O advogado Fadrício Santos representando a OAB/RO, sugeriu formar uma Comissão para seguir discutindo e apontando soluções, foi um dos encaminhamentos da audiência pública. Ele disse que a Ordem tem acompanhado essa situação e se posicionado em defesa das famílias atingidas.

Cabo Moura, líder comunitário, integra Comissão que trata da questão dos atingidos pela cheia de 2014, e denunciou que foram adquiridas terras públicas, por preços acima do mercado, mas que nunca foram entregues, pois as áreas não seriam recomendadas para reassentamentos. “Que a coisa agora aconteça. É vergonhosa a situação, ano após ano, as famílias perdem tudo e ninguém nos defende, nos apoia. Há muita promessa, muita média, muita hipocrisia e politicagem”, observou

Allan França, que tem uma propriedade rural na região de Abunã, declarou que não tem como não apontar a responsabilidade das usinas nas cheias. “A região foi afetada e não se consegue contato com ninguém. O solo está encharcado e causa prejuízos para todo mundo, pois não podemos mais plantar e nem criar nada”.

Ele denunciou que desde 2010 não tem sido feita a estrada na comunidade da Vila da Penha, por ela estar alagada, tendo virado um charco. “Mas, a usina de Jirau não reconhece isso, infelizmente. E no Ramal São Sebastião, onde reconheceram as indenizações há seis anos, ninguém foi indenizado até agora”.

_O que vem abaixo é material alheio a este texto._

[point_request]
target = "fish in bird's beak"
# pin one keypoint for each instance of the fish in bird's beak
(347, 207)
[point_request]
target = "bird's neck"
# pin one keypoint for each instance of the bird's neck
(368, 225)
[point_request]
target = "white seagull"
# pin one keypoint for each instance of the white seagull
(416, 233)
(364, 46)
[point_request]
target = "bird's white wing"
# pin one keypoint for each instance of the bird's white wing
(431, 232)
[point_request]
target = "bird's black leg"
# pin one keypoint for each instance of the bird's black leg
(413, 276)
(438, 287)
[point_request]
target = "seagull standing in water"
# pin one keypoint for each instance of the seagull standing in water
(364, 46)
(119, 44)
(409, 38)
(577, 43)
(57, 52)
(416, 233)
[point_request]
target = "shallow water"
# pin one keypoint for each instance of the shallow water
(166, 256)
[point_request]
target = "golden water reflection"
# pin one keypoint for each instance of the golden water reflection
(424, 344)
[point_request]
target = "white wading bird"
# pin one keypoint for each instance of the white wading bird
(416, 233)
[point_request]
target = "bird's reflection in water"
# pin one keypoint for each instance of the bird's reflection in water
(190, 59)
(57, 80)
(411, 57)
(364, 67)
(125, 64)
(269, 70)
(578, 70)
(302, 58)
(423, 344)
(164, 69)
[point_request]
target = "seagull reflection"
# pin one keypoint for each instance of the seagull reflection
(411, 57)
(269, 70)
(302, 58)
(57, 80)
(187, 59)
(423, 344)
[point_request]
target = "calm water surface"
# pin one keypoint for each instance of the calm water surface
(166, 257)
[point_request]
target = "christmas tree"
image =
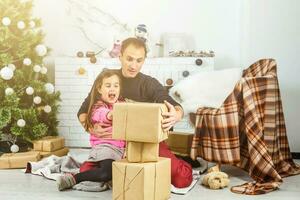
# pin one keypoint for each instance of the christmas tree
(28, 102)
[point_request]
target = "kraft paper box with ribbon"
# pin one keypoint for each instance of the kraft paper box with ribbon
(139, 122)
(59, 152)
(18, 160)
(180, 143)
(142, 152)
(49, 143)
(142, 181)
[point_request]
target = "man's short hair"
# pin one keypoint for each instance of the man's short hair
(138, 43)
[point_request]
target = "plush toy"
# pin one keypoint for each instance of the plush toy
(141, 32)
(115, 52)
(216, 180)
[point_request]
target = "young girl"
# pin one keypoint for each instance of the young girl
(98, 168)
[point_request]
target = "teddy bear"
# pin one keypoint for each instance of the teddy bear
(215, 179)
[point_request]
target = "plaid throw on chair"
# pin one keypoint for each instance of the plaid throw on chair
(248, 131)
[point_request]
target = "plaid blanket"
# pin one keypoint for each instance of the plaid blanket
(248, 131)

França questionou ainda a autorização da elevação da cota da usina e a área alagada ser maior do que a área de supressão vegetal. “Tem que ser revisto o estudo de impacto ambiental, pois a situação está muito acima do que foi previsto”.

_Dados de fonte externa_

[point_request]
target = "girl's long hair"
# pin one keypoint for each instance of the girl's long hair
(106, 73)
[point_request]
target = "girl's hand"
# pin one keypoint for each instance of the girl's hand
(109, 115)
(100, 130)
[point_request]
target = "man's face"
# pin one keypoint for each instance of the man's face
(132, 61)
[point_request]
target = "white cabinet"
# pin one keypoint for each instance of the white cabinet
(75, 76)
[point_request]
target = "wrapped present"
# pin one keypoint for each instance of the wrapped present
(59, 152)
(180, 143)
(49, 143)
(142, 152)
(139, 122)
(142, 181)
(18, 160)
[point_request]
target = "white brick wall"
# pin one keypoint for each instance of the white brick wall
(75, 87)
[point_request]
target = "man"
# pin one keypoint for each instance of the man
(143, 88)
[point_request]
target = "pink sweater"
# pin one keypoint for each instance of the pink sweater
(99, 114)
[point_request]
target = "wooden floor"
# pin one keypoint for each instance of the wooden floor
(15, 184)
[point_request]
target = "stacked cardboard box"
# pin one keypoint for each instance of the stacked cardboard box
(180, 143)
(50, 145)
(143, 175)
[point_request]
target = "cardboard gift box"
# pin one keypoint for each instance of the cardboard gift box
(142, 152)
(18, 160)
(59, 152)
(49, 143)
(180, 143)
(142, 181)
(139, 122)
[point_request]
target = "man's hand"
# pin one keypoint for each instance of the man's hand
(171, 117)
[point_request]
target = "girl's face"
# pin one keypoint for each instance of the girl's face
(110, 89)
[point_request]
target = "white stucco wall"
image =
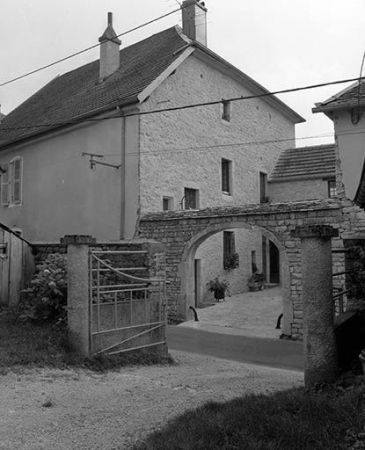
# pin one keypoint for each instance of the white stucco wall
(184, 149)
(61, 194)
(351, 145)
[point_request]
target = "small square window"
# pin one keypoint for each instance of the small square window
(332, 190)
(167, 204)
(226, 176)
(227, 109)
(191, 197)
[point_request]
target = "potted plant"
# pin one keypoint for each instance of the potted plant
(231, 261)
(218, 287)
(256, 282)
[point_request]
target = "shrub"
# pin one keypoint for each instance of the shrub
(45, 299)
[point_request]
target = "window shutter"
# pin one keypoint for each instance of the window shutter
(5, 179)
(16, 195)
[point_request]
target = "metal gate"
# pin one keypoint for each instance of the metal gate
(127, 311)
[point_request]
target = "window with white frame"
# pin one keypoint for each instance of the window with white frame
(332, 189)
(226, 110)
(11, 182)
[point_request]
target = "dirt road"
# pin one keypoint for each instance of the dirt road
(83, 410)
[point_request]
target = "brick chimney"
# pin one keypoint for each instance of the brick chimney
(109, 50)
(194, 15)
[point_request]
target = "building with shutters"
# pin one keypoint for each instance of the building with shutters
(101, 145)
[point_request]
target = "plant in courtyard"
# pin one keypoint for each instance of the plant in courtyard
(45, 299)
(218, 287)
(231, 261)
(356, 277)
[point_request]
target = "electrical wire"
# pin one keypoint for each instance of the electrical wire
(180, 108)
(84, 50)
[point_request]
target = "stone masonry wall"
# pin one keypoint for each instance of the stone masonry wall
(185, 148)
(177, 230)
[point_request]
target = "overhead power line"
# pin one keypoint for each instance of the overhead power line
(193, 105)
(85, 50)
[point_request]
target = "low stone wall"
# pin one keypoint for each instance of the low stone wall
(183, 231)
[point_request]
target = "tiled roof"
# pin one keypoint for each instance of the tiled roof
(348, 98)
(79, 92)
(305, 162)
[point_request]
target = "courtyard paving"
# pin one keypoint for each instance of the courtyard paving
(251, 314)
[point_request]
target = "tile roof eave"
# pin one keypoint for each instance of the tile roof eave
(327, 109)
(72, 122)
(281, 179)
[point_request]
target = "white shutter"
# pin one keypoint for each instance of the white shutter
(5, 180)
(16, 180)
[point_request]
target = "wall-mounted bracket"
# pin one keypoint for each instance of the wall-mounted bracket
(94, 162)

A diretora da Escola Estadual de São Carlos, Marie Lima, disse que é necessário um trabalho para garantir, de forma permanente, apoio às famílias do Baixo Madeira. “As pessoas querem trabalhar, querem viver a sua vida, sem depender, a cada cheia, de água mineral e cesta básica da Defesa Civil. Está claro que após as usinas, as áreas estão alagadas e não permitem mais o plantio”, destacou.

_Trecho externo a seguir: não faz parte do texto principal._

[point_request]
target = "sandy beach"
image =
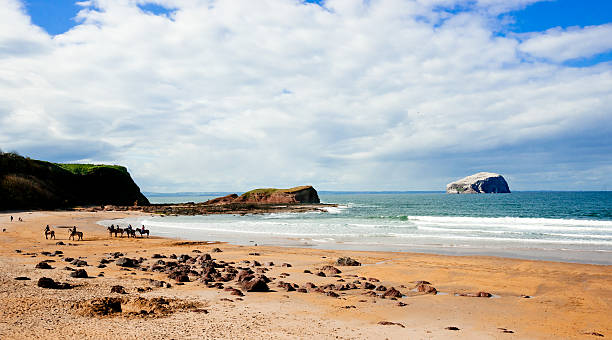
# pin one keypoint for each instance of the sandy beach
(529, 299)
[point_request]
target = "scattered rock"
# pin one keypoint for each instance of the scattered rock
(479, 294)
(126, 262)
(119, 289)
(257, 284)
(330, 270)
(236, 292)
(43, 265)
(347, 261)
(392, 292)
(427, 289)
(46, 282)
(79, 263)
(595, 334)
(367, 285)
(389, 323)
(332, 294)
(79, 273)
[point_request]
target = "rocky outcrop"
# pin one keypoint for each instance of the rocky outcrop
(301, 194)
(32, 184)
(482, 182)
(222, 200)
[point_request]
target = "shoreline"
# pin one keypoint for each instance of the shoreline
(246, 238)
(567, 300)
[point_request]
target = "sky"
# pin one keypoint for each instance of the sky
(230, 95)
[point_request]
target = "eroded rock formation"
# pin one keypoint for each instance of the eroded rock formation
(482, 182)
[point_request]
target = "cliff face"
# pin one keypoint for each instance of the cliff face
(302, 194)
(482, 182)
(33, 184)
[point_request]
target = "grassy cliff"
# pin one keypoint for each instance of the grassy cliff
(32, 184)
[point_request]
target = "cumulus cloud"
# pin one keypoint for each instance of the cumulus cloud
(559, 44)
(230, 95)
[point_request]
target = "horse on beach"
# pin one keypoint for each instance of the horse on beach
(143, 231)
(74, 233)
(49, 233)
(130, 231)
(115, 230)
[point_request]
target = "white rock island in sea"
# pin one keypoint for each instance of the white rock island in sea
(482, 182)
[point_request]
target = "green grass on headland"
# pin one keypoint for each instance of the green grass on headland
(84, 169)
(270, 191)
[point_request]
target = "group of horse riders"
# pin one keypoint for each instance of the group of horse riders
(73, 233)
(131, 232)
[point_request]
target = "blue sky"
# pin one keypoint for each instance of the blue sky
(344, 95)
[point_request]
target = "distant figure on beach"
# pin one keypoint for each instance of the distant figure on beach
(49, 233)
(74, 233)
(143, 231)
(130, 231)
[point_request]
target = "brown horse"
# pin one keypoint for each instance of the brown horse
(115, 230)
(74, 234)
(49, 234)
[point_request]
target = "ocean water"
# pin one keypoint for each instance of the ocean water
(557, 226)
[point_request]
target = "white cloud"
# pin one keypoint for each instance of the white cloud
(559, 44)
(228, 95)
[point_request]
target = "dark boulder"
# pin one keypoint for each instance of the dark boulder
(43, 265)
(126, 262)
(392, 293)
(118, 289)
(347, 261)
(79, 273)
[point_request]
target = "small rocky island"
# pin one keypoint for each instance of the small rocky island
(301, 194)
(482, 182)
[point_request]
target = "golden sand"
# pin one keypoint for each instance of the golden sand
(565, 300)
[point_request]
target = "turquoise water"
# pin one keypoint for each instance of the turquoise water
(559, 226)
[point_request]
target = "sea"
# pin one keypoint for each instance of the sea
(553, 226)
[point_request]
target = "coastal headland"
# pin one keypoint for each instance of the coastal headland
(107, 287)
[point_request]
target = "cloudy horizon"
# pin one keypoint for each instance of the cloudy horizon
(219, 95)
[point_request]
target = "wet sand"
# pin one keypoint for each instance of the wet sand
(565, 300)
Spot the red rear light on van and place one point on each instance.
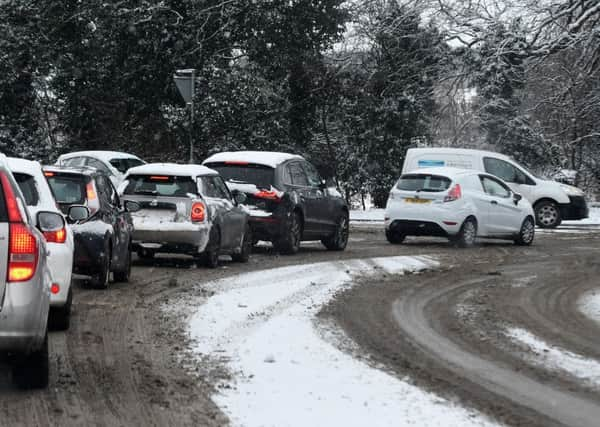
(198, 213)
(455, 193)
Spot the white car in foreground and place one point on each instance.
(60, 244)
(458, 204)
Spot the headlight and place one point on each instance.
(571, 191)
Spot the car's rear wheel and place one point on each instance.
(60, 317)
(32, 370)
(289, 243)
(123, 275)
(102, 278)
(547, 214)
(527, 233)
(468, 234)
(246, 247)
(394, 237)
(339, 239)
(210, 257)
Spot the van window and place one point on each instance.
(505, 171)
(423, 182)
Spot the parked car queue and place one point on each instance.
(71, 219)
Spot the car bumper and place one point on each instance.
(60, 263)
(576, 208)
(24, 316)
(435, 220)
(173, 238)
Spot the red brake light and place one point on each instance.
(455, 193)
(22, 260)
(58, 236)
(198, 212)
(269, 195)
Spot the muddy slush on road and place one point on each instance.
(447, 330)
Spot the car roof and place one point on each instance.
(171, 169)
(265, 158)
(99, 154)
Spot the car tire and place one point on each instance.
(210, 257)
(394, 237)
(468, 234)
(289, 243)
(123, 275)
(339, 239)
(60, 317)
(32, 370)
(526, 233)
(547, 214)
(246, 248)
(102, 278)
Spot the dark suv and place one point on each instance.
(286, 199)
(101, 225)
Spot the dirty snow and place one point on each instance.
(263, 324)
(556, 358)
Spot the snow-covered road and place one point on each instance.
(288, 371)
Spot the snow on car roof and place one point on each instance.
(266, 158)
(171, 169)
(99, 154)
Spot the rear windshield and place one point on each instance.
(155, 185)
(423, 182)
(68, 189)
(123, 165)
(259, 175)
(28, 188)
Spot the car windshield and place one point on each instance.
(259, 175)
(160, 185)
(123, 165)
(28, 188)
(68, 189)
(423, 182)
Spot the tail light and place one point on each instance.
(198, 213)
(58, 236)
(269, 195)
(455, 193)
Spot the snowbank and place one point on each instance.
(263, 324)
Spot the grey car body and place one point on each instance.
(24, 293)
(184, 209)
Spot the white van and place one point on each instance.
(552, 201)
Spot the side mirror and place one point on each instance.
(517, 198)
(131, 206)
(78, 213)
(50, 221)
(238, 196)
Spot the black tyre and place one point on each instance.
(123, 275)
(246, 247)
(527, 233)
(32, 370)
(210, 257)
(339, 239)
(394, 237)
(60, 317)
(102, 278)
(547, 214)
(468, 234)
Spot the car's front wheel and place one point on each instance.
(339, 239)
(527, 233)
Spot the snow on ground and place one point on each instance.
(557, 358)
(263, 323)
(589, 304)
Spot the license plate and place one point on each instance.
(414, 200)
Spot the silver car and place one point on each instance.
(25, 283)
(186, 209)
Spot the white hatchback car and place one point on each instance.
(60, 243)
(458, 204)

Ela questionou ainda a aplicação, pelo Governo e prefeitura, dos royalties advindos das usinas do Madeira. “Quanto desse recurso tem sido aplicado para promover o desenvolvimento do Baixo Madeira? Quem foi mais afetado com essas usinas? As comunidades ribeirinhas, e por isso precisamos trabalhar para compensar a quem está sendo diretamente afetada”, completou.

O professor Adailton Noleto, representando o assentamento Aliança, conclamou que os órgãos e Poderes possam atuar de forma conjunta em ações judiciais e administrativas. “Não basta só conhecer a comunidade e sua realidade. É preciso ser deliberativo, ter um encaminhamento e efetividade nas ações”.